/mapr-data-gen

Data generator for MapR Data Platform

Primary LanguageScalaApache License 2.0Apache-2.0

MapR Data Generator

Data generator for MapR Data Platform

How to build

mvn clean compile assembly:single     

This should give you /mapr-data-gen-1.0.jar in your target folder.

How to run

./bin/spark-submit --master yarn \ 
--class class com.github.anicolaspp.Generator \ 
mapr-data-gen-1.0.jar [OPTIONS]

Current options are:

  usage: parquet-generator
   -C,--compress <arg>                          <String> compression type, valid values are:
                                                uncompressed, snappy, gzip,
                                                lzo (default: uncompressed)
   -f,--format <arg>                            <String> output format type (e.g., parquet, maprdb (default), etc.)
   -o,--output <arg>                            <String> the output file name (default: /ParqGenOutput.parquet)
   -O,--options <arg>                           <str,str> key,value strings that will be passed to the data source of spark in
                                                writing. E.g., for parquet you may want to re-consider parquet.block.size. The
                                                default is 128MB (the HDFS block size).
   -p,--partitions <arg>                        <int> number of output partitions (default: 1)
   -r,--rows <arg>                              <long> total number of rows (default: 10)
   -R,--rangeInt <arg>                          <int> maximum int value, value for any Int column will be generated between
                                                [0,rangeInt), (default: 2147483647)
   -s,--size <arg>                              <int> any variable payload size, string or payload in IntPayload (default: 100)
   -S,--show <arg>                              <int> show <int> number of rows (default: 0, zero means do not show)
   -t,--tasks <arg>                             <int> number of tasks to generate this data (default: 1)

An example run would be :

./bin/spark-submit --master yarn \
--class com.github.anicolaspp.Generator mapr-data-gen-1.0.jar  \
-o /user/mapr/tables/test_gen -r 84 -s 42 -p 12 -f maprdb

This will create 984 ( = 12 * 84) rows for case class Data as [String, Int, Array[Byte], Double, Float, Long, String] with 42 bytes byte array and 42 chars String, and save this as a MapR-DB table in /user/mapr/tables/test_gen.
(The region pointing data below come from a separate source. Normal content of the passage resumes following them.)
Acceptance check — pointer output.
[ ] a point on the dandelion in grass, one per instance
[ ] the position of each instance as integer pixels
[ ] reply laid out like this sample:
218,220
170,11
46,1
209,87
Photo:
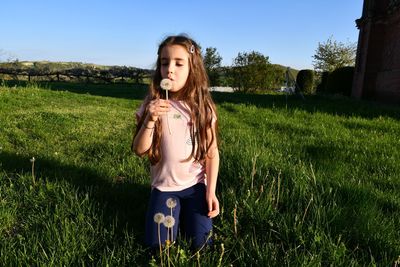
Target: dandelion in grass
159,218
33,169
171,203
169,222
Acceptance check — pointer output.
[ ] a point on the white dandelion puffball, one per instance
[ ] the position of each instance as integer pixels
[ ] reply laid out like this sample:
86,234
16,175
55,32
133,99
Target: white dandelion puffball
159,218
166,84
171,203
169,221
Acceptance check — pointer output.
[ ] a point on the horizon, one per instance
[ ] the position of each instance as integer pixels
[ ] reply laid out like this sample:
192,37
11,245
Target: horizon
123,33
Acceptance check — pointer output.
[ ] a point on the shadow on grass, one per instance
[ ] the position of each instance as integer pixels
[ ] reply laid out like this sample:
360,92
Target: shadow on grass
335,105
120,202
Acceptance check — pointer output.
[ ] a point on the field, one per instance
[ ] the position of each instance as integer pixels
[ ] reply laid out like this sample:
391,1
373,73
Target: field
312,182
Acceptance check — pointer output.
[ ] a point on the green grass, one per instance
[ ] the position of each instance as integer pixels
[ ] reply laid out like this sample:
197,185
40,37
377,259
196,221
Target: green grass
312,182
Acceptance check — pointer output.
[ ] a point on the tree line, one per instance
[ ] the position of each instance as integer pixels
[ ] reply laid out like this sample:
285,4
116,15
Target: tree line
54,71
250,72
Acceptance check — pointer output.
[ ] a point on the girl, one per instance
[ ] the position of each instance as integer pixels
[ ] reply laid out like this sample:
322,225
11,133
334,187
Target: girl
179,137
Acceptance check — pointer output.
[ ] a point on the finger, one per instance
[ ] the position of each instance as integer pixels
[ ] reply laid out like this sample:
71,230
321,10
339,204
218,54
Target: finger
213,213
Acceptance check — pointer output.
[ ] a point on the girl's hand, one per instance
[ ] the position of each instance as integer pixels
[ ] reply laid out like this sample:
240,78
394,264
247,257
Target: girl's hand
213,205
157,107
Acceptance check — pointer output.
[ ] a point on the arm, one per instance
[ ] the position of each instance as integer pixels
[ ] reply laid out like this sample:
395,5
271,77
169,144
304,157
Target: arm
212,166
143,140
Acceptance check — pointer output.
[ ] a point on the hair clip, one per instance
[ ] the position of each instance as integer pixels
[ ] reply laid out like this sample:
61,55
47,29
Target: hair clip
191,50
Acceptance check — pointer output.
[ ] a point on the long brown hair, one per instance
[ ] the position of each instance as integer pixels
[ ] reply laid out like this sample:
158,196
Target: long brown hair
195,94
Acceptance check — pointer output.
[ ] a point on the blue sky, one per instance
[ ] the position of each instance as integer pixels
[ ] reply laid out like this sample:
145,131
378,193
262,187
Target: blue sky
127,32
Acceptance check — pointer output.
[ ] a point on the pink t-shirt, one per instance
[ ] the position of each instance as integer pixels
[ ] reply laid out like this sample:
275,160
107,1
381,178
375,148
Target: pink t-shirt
172,172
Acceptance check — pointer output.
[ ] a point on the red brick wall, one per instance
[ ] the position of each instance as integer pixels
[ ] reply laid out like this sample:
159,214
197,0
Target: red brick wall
377,75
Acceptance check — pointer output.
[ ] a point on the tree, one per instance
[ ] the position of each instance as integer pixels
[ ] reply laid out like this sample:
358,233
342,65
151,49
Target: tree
332,55
252,71
212,63
304,81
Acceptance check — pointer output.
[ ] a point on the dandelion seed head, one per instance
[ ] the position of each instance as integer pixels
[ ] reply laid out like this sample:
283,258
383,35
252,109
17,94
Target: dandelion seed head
169,221
171,203
159,218
166,84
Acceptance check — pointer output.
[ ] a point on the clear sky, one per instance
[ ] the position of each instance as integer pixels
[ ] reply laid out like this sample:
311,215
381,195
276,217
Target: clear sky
127,32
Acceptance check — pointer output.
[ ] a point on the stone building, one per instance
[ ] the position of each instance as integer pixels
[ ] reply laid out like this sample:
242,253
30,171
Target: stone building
377,70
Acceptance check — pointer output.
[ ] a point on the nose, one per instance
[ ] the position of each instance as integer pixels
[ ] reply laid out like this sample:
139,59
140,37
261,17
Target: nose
171,68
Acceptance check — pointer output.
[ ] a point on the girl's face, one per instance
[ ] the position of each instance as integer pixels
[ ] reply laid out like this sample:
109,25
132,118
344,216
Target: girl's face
175,65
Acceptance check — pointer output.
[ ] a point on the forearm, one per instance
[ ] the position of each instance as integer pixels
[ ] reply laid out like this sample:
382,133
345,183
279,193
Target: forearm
212,167
144,138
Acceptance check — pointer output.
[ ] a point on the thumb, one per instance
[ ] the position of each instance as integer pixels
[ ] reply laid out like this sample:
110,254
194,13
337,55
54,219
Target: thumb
210,204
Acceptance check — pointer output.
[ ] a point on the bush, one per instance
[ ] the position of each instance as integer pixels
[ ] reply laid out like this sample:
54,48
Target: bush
321,87
305,80
340,81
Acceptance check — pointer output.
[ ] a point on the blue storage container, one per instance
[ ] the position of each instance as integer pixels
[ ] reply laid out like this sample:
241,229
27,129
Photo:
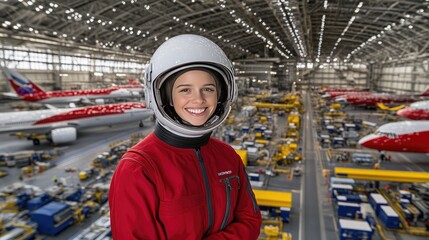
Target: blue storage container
341,189
376,200
39,201
354,230
346,209
389,217
53,218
We can generate parquet data in the following way.

./bin/spark-submit --master yarn \
--class com.github.anicolaspp.Generator mapr-data-gen-1.0.jar  \
-o /user/mapr/data/parquet -r 84 -s 42 -p 12 -f parquet 

In this case the same data is generated and saved in /user/mapr/data/parquet

We can generate stream data in the following way.

./spark-submit --master yarn \
--deploy-mode client \
--num-executors 12 \
--executor-cores 2 \
--executor-memory 5G \
--class com.github.anicolaspp.Generator \
~/mapr-data-gen-1.0.jar -o /user/mapr/streams/random_data:t1 -r 1000000 -s 1024 -p 24 -f mapres -c 50 -t 20
  1. Notice that -o points to a MapR Stream and includes the topic (t1 in our case).
  2. We are generating 1000000 rows
  3. We use -t 20 to indicate that we use 20 tasks to generate the data
  4. We use -p 24 to indicate that we use 24 partitions to write to the stream
  5. We use -c 50 to indicate that we use 50 threads on each partition to write to MapR-ES.

Finally, if we need to run the stream data generator for a period of time (we want to test a consumer while writing data) we can add -m argument to indicate the time we want to run it (in minutes).

./spark-submit --master yarn \
--deploy-mode client \
--num-executors 12 \
--executor-cores 2 \
--executor-memory 5G \
--class com.github.anicolaspp.Generator \
~/mapr-data-gen-1.0.jar -o /user/mapr/streams/random_data:t1 -r 10000 -s 1024 -p 5 -f mapres -c 50 -t 100 -m 5

Notice the same arguments than before, but we have added -m 5 to indicate that we want to write the generated data during 5 minutes. The application will stop after that.